Hate inflation? Stop paying sky-high bills to burn gas
Natural gas prices are rising, American families and businesses are footing the bill
The wonky energy issues I work on usually don’t cross into my circle of friends, so I know something is striking a nerve when it breaks beyond my desk and makes its way into my personal life. This recently happened when the WhatsApp dads chat for my suburban Philadelphia neighborhood started buzzing with complaints about high utility bills – people were appalled by bills approaching $600 in January and wanted answers.
It took willpower to refrain from launching into a tirade about skyrocketing PJM capacity auction results, why industry-backed rhetoric about the inherent reliability of fossil fuels is wrong, and how the problem wouldn’t be so dire if PJM just let clean sources connect to the grid faster.
It all may have been too technical for the other dads anyway – a channel normally reserved for sharing plumber recommendations and organizing backyard barbeques isn’t quite the right venue for these complaints.
But they did understand when I shared forecasts that natural gas prices will be much higher this year compared to 2024. The Energy Information Administration predicts a 73 percent increase in natural gas costs from 2024 to 2025, and a 91 percent increase from 2024 to 2026.
The reasons behind the rise are multifaceted, including a particularly cold winter this year. But a main driver is increased liquified natural gas (LNG) exports, which tightens gas supplies and increases prices for U.S. consumers. Those increases hit Americans hard: 2024 modeling found LNG exports could cost our families, businesses, and manufacturers $11-18 billions dollars in increased energy costs per year.
Every “dollar increase in natural gas costs consumers $34 billion plus about $20 billion in higher electricity cost,” said Paul Cicio, president of the Industrial Energy Consumers of America trade association.
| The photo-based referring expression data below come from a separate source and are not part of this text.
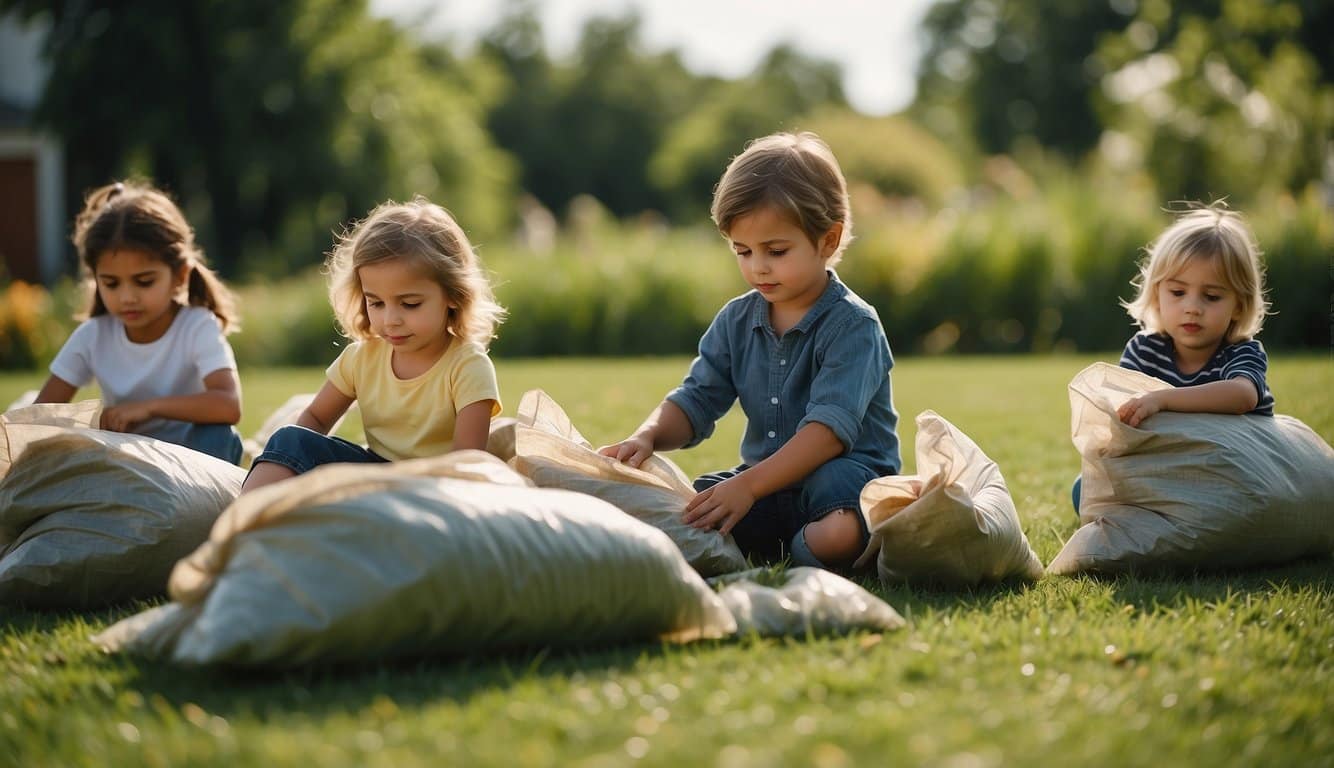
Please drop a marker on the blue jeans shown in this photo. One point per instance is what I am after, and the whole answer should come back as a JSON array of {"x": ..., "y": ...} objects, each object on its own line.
[
  {"x": 302, "y": 450},
  {"x": 218, "y": 440},
  {"x": 773, "y": 528}
]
It's “only going to get worse from here as LNG exports increase.”
The sad truth is that along with death and taxes, periodic fossil fuel price spikes are one of the few things we can count on.
Here are two things we know—Americans hate inflation, and fossil fuels cause inflation.
“Invariably, it’s the high cost of oil and fossil fuels in general that drive big fluctuations and overall inflation,” said Mark Zandi, Moody’s chief economist. Moody’s, which is one of the world’s most esteemed financial analysis companies, found fossil fuels caused 40 percent of inflation America experienced over the past several years.
Getting off gas would go a long way toward getting off the fossil fuel price rollercoaster. Almost all the new power waiting to connect to America’s grid is wind, solar, and storage— in fact, the amount of clean energy in stuck in the interconnection queue is twice the size of the current U.S. electric grid. Reforms that would bring that energy online faster would be a huge help.
And if I feel bold enough, the next time complaints about high bills come through my dads’ WhatsApp group, I’ll plug the benefits of electrified appliances like heat pumps (which outsold gas furnaces by record margins in 2024) and induction stoves – both of which I’ve installed in my home and have lowered my exposure to inflation. The proof is in the bill—my January statement was $50-$100 less than what my neighbors shared in the chat.
I don't know but first glance at your Henry Hub chart looks like natural gas average trend line has been flat or decreasing for the last 25 years. And we didn't start exporting LNG in earnest until 2016 and I don't see the anticipated increase except for the 2022 spike. What other commodity (port bellies, orange juice, corn, etc.) has decreased in price for the last 25 years? Am I missing something????